Fix multiple bugs in loop acceleration#8874
Open
tautschnig wants to merge 6 commits intodiffblue:developfrom
Open
Fix multiple bugs in loop acceleration#8874tautschnig wants to merge 6 commits intodiffblue:developfrom
tautschnig wants to merge 6 commits intodiffblue:developfrom
Conversation
…enumerator In sat_path_enumerator::build_fixed(), the conditions for forward jumps were inverted: !loop.contains(target) (target outside loop) was treated as 'within the loop' and vice versa. Additionally, modifying fixedt->targets while iterating over t->targets caused loss of multi-target GOTO information. Fix by: 1. Correcting the condition: forward jumps outside the loop are killed, forward jumps within the loop are kept. 2. Collecting all target decisions before modifying fixedt->targets. Co-authored-by: Kiro <kiro-agent@users.noreply.github.com>
scratch_programt::get_default_options() did not set the 'depth' option, causing symex_configt::max_depth to default to 0. This made symex kill all paths after the very first instruction, rendering the entire SAT-based path enumeration and polynomial fitting non-functional.
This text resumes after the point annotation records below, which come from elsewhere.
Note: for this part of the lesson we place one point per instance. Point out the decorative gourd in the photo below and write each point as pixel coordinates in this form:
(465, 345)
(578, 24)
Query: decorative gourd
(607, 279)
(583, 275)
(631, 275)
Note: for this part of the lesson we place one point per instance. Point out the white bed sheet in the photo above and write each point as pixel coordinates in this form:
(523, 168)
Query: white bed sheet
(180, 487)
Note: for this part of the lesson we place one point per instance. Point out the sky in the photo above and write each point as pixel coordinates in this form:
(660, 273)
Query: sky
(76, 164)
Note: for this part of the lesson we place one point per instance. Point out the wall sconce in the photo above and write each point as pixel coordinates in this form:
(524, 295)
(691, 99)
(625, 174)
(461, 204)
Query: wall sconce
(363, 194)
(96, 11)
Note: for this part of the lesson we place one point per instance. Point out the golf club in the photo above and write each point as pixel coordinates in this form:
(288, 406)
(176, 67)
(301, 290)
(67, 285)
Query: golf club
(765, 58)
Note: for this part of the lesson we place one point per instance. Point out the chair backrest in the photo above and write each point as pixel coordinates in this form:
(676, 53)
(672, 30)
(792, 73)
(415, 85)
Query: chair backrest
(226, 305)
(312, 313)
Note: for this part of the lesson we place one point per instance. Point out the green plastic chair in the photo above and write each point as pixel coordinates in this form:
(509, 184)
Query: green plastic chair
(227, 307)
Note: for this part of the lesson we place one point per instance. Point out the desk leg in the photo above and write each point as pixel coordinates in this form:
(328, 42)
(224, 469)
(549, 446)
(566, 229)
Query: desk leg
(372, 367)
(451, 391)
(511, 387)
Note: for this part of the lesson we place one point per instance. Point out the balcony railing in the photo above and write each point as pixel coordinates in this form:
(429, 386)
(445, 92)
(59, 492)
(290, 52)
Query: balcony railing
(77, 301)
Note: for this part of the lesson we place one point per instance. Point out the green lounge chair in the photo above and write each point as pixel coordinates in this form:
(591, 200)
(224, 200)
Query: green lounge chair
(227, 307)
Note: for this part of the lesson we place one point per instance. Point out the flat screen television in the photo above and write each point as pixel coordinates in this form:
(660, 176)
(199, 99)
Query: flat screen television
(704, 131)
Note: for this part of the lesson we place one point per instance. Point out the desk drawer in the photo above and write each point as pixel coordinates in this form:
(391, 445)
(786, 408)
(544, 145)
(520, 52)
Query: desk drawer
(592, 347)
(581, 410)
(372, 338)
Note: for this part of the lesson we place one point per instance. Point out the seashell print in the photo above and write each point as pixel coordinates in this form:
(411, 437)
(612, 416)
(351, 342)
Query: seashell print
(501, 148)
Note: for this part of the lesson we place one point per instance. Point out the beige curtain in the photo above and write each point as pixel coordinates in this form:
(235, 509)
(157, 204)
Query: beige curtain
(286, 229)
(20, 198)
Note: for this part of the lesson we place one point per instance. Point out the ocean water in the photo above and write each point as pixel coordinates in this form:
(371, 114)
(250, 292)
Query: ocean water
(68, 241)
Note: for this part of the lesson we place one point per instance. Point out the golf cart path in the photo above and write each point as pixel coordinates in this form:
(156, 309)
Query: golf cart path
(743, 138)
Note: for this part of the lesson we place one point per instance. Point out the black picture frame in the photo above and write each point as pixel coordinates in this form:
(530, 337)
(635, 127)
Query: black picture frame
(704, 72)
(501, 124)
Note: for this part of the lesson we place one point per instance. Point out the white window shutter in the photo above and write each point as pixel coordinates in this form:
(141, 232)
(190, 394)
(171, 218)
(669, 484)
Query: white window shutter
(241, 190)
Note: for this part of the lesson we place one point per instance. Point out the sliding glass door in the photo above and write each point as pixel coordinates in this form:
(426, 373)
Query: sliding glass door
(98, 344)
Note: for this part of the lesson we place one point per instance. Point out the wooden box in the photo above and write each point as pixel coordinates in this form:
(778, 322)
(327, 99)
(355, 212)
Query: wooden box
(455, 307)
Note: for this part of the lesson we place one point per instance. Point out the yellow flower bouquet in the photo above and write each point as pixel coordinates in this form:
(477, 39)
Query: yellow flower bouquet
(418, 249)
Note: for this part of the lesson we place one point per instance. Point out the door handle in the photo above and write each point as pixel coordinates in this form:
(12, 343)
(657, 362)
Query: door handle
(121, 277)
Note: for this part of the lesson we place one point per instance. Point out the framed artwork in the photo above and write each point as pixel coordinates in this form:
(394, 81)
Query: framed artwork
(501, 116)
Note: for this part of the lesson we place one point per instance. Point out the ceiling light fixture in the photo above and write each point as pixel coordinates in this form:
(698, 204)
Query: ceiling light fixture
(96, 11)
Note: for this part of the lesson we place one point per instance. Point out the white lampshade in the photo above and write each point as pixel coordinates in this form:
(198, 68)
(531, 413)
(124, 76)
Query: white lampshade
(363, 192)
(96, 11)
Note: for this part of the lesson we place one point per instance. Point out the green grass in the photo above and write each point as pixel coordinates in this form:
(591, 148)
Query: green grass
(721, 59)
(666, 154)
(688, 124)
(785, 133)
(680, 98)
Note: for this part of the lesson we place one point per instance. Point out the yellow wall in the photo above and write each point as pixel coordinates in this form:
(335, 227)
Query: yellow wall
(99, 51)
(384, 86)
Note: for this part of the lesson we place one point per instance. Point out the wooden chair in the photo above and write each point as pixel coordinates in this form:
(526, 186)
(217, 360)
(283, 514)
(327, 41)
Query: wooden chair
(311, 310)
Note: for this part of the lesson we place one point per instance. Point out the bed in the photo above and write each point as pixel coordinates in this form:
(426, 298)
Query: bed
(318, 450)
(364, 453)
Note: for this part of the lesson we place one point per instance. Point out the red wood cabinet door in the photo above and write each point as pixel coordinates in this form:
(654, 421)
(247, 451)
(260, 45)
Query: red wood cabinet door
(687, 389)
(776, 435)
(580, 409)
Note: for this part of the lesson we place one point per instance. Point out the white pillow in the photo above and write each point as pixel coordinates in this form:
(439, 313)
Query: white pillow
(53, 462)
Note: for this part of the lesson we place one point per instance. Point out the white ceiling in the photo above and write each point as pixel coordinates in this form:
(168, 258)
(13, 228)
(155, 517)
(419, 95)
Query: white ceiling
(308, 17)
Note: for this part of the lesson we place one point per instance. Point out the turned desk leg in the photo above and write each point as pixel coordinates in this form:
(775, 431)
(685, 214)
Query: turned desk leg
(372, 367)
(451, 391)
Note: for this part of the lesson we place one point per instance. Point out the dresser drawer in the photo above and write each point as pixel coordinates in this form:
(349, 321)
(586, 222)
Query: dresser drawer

Set depth to UINT_MAX so scratch programs can be fully explored. Co-authored-by: Kiro <kiro-agent@users.noreply.github.com>
extract_polynomial() used binary2integer() to parse coefficient values, but constant_exprt stores bitvector values in bvrep format (hexadecimal strings via integer2bvrep), not binary strings. This caused coefficient 1 to be interpreted as signed 1-bit binary (-1) and coefficient 2 to be parsed as invalid binary (0), producing completely wrong polynomials. Fix by using bvrep2integer() which correctly handles the bvrep format. Also switch the scratch program's decision procedure back to the SAT solver (bv_pointerst) from Z3 (smt2_dect). Promotes 10 KNOWNBUG acceleration tests to CORE. Co-authored-by: Kiro <kiro-agent@users.noreply.github.com>
The polynomial fitting overflow check rejected negative signed coefficients when cast to unsigned, preventing acceleration of decrementing loops like 'x -= 2'. For unsigned target variables, wrapping arithmetic is well-defined, so the overflow check on the polynomial expression is unnecessary. Promotes simple_unsafe4 (decrementing unsigned loop) to CORE. Co-authored-by: Kiro <kiro-agent@users.noreply.github.com>
Array-safe tests require Z3 (smt-backend tag) since proving correctness requires the quantified array constraints to be interpreted. Co-authored-by: Kiro <kiro-agent@users.noreply.github.com>
The loop accelerator only handles innermost loops. The outer loop contains a nested inner loop, so it is skipped. Co-authored-by: Kiro <kiro-agent@users.noreply.github.com>
tautschnig
requested review from
kroening,
martin-cs and
peterschrammel
as code owners
There was a problem hiding this comment.
Pull request overview
Fixes several root causes that made goto-instrument --accelerate largely non-functional, and promotes multiple previously-KNOWNBUG regression tests to CORE.
Changes:
- Fixes loop path “fixed edge” rewriting, symex default depth configuration, and polynomial coefficient decoding.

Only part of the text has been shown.